IDC Enterprise Intelligence Conceptual Architecture
- Data Plane: Organizes the realities of modern data environments into three primary categories: distributed, diverse, and dynamic data. DBAs and data architects are the personas usually associated with the data plane.
- Data Control Plane: Leverages intelligence about data to take control of modern data environments through governance and engineering. Data engineers, data stewards, and data ops managers are typically involved in this plane.
- Data Analysis Plane: Helps organizations explore, explain, and envision data and insights. Data scientists and data analysts, BI developers, and business analysts work in the data analysis plane.
- Decisioning Plane: Has capabilities that enable decision design, engineering, and orchestration. This plane is the broadest in its use by business decision makers, executives, and even automated decisioning-systems.
Attributes, technologies, and functionality of each plane are described in greater detail in Four Planes of Enterprise Intelligence Architecture: A Conceptual View into the Data Plane, Data Control Plane, Data Analysis Plane, and Decisioning Plane, where they are depicted along with commons services across the planes (e.g. security, monitoring, knowledge management, etc.)
Attributes of the Four Planes of the Enterprise Intelligence Architecture
The four planes are also aligned with personas who must collaborate to achieve common goals rather than only optimize for peak performance within their plane.
Very few vendors address all the planes fully with packaged software, thus one of the considerations in evaluating technology providers and their products is to understand how the vendor moves or evolves within and across planes. Some vendors expand their portfolios and functionality through internal R&D, others do so through acquisitions. Extra caution is warranted when a vendor ‘skips’ a plane. For example, when they have been providing technology for the data plane and expand into the data analysis or decisioning planes. These types of moves are difficult and rarely successful.

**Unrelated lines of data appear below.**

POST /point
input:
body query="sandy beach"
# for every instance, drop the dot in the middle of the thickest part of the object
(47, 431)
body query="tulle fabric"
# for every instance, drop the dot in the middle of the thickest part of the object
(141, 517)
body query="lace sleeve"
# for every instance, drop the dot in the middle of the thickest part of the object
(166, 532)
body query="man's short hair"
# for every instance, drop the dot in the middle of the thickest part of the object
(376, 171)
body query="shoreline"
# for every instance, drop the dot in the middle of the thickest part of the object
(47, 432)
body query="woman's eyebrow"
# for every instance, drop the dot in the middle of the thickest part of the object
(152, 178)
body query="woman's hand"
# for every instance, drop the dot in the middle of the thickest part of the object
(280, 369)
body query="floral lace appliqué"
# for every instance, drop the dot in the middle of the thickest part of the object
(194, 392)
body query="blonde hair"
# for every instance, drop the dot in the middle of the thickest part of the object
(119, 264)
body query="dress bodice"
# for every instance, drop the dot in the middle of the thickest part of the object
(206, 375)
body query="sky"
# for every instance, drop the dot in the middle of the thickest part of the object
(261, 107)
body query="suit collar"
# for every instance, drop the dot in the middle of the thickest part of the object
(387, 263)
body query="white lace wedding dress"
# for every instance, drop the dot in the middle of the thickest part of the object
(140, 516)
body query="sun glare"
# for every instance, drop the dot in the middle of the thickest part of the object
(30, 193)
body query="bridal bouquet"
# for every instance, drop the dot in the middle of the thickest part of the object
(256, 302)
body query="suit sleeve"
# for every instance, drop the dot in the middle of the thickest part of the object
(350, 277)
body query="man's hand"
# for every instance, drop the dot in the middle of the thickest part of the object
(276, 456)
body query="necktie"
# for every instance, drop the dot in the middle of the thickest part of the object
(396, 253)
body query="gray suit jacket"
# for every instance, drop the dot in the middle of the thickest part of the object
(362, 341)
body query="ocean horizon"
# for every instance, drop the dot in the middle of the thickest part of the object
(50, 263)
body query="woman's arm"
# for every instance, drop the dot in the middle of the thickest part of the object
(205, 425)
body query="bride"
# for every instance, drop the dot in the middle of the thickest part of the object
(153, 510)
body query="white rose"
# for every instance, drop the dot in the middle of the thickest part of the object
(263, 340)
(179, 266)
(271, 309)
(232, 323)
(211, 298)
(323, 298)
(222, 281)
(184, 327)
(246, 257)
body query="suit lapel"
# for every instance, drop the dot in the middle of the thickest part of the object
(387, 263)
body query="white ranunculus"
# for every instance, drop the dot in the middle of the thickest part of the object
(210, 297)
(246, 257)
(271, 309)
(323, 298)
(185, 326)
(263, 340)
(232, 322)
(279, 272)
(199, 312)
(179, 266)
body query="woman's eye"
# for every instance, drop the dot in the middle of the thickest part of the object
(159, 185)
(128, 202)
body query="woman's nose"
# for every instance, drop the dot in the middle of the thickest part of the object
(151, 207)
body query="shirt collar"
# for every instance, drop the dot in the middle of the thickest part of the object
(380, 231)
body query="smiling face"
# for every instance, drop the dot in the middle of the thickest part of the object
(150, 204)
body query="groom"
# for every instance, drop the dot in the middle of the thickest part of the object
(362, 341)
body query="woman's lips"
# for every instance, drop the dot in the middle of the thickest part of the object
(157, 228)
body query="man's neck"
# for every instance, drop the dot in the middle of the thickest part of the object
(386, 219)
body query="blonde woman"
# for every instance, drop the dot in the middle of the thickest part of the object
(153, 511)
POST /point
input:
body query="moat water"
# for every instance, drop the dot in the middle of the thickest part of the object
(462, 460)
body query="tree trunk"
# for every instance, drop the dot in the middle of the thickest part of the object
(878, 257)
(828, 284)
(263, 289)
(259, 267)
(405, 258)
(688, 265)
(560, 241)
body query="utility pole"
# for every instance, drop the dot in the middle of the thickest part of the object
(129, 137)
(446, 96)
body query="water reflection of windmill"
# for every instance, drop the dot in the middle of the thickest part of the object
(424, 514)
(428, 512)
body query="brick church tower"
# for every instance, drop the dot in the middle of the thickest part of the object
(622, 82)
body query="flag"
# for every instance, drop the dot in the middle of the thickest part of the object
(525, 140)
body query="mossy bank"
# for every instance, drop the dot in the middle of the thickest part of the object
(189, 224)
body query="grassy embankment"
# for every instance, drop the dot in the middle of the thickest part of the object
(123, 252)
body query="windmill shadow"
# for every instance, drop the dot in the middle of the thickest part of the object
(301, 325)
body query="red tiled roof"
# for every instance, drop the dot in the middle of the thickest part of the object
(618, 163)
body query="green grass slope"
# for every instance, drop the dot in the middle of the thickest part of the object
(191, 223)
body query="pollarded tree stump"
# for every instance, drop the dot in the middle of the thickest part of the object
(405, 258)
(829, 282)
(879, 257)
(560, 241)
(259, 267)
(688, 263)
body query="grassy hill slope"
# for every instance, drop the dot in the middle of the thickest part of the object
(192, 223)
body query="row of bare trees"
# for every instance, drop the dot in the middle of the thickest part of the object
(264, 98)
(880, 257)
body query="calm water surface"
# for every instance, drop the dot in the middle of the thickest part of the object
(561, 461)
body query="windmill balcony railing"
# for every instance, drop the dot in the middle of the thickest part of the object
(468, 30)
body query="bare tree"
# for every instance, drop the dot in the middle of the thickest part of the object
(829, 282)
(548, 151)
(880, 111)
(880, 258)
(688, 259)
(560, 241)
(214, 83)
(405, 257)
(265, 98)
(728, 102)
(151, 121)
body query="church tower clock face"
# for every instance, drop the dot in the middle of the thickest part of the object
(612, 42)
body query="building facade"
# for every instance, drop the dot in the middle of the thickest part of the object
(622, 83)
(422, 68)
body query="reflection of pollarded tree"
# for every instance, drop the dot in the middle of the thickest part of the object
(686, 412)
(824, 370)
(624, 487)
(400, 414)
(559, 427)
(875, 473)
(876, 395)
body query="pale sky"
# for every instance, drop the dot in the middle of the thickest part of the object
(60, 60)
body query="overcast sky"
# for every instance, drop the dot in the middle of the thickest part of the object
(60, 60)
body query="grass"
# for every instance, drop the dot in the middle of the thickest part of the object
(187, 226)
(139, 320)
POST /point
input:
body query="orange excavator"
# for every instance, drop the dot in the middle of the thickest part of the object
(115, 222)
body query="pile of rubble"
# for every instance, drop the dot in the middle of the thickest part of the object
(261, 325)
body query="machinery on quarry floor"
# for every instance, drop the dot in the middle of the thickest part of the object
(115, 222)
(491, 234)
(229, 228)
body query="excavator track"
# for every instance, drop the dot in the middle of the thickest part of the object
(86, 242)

When vendors don’t fully address a plane, customers must substitute a product from another vendor, or develop their own technology – often based on an open-source project, and often focused on immediate needs rather that strategic direction of the enterprise intelligence architecture. Whether integration of multiple software components is intentional or involuntary, it creates overhead and risks due to integration and ongoing maintenance needs. To counter such risks, it’s important to understand the extent to which a vendor’s product provides support of open data and analysis standards.
Focus your organization’s enterprise intelligence strategy to be top-down from the decisioning plane to the data plane. Too many organizations do the opposite and end up with projects resulting in great data management technology solutions that are disconnected from the goal of improving overall enterprise intelligence.